Cher(e)s ami(e)s, cher(e)s travailleurs/ses, cher(e)s camarades,

Nous vous écrivons d’Italie : nous sommes des travailleurs/ses, des chômeurs, des étudiant(e)s et nous suivons très attentivement ce qui se passe actuellement en France à propos du projet de loi El-Khomri de réforme du code du travail.

Nous avons lu que votre gouvernement a cité plusieurs fois la réforme italienne du droit du travail, nommée « Jobs Act », comme un des exemples à suivre ; après un an d’application de cette loi, entrée en vigueur le 7 mars 2015, nous pouvons vous dire sans aucun doute : méfiez-vous !

Nous avons décidé de vous raconter ce qui s’est passé en Italie après l’introduction du Jobs Act : vous pouvez facilement l’imaginer, mais prenez quelques minutes pour nous lire !

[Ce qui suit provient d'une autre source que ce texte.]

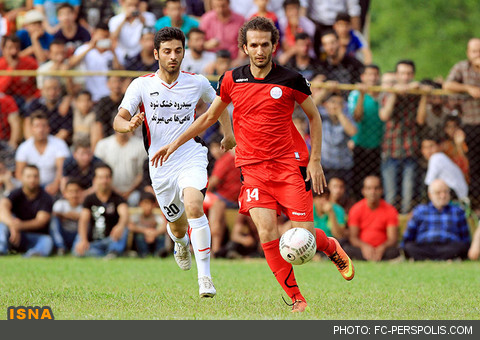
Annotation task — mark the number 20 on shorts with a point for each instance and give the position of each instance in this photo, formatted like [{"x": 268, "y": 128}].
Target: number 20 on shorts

Après un an, le taux de chômage a diminué mais il reste toujours très élevé : 11,6 % par rapport au 12,3 % du mois de Janvier 2015.
Le nombre des personnes retrouvant un emploi a augmenté de 217.000 personnes, mais le taux d’inactivité moyen est à 35,5 %.
Il y a eu une hausse des CDI surtout vers décembre 2015, mais en réalité ce n’est que le résultat de la subvention accordée aux employeurs pendant l’année précédente aux nouveaux CDI, jusqu’à 8060 euros par an, pour trois ans ; la subvention étant terminée, en janvier 2016, le nombre de nouveaux CDI activés a été inférieur au nombre de CDI interrompus : 39,5 % en moins de CDI par rapport à Janvier 2015.
En conclusion nous n’avons gagné presque rien : qu’est-ce que nous avons perdu ?
Avant le Jobs Act
, si les prud’hommes décidaient que notre licenciement n’était pas motivé par une raison « réelle et sérieuse », nous étions réintégrés dans notre poste de travail ; après le Jobs Act, nous n’avons que le « droit » à une indemnisation plafonnée, 4 mois minimum, 24 mois maximum.
Les patrons ont gagné le droit de nous contrôler partout, avec des caméras et des micro-chips ; ils peuvent nous commander de faire un travail ne correspondant pas à nos missions ; ils peuvent nous payer avec des « vouchers » - une sorte de bons émis par l’État avec une valeur de 10 euros brut, 7.50 net sans contrat, presque sans contribution, qui en bref légalisent le travail au noir. En 2015 on a vendu 115 millions de vouchers, 9.2 millions pendant janvier 2016, soit 36% de plus que l’année précédente : seulement la précarité a augmenté considérablement !
Nos salaires ont diminué, notre droit à la retraite a presque disparu, on assiste au démantèlement continu de la santé publique et de tous les autres services : dorénavant on aura de plus en plus de difficultés même à lutter, car même les droits syndicaux aussi ont été attaqués, et les licenciements faciles constitueront une véritable menace à l’organisation libre des travailleurs/ses.
Pour toutes ces raisons-là nous sommes avec vous dans votre lutte ; nous voulons vous exprimer toute notre solidarité militante dans la résistance que vous allez porter contre ce projet ; pour ce que nous pouvons faire, nous donnerons le maximum de visibilité à vos prochaines actions de lutte.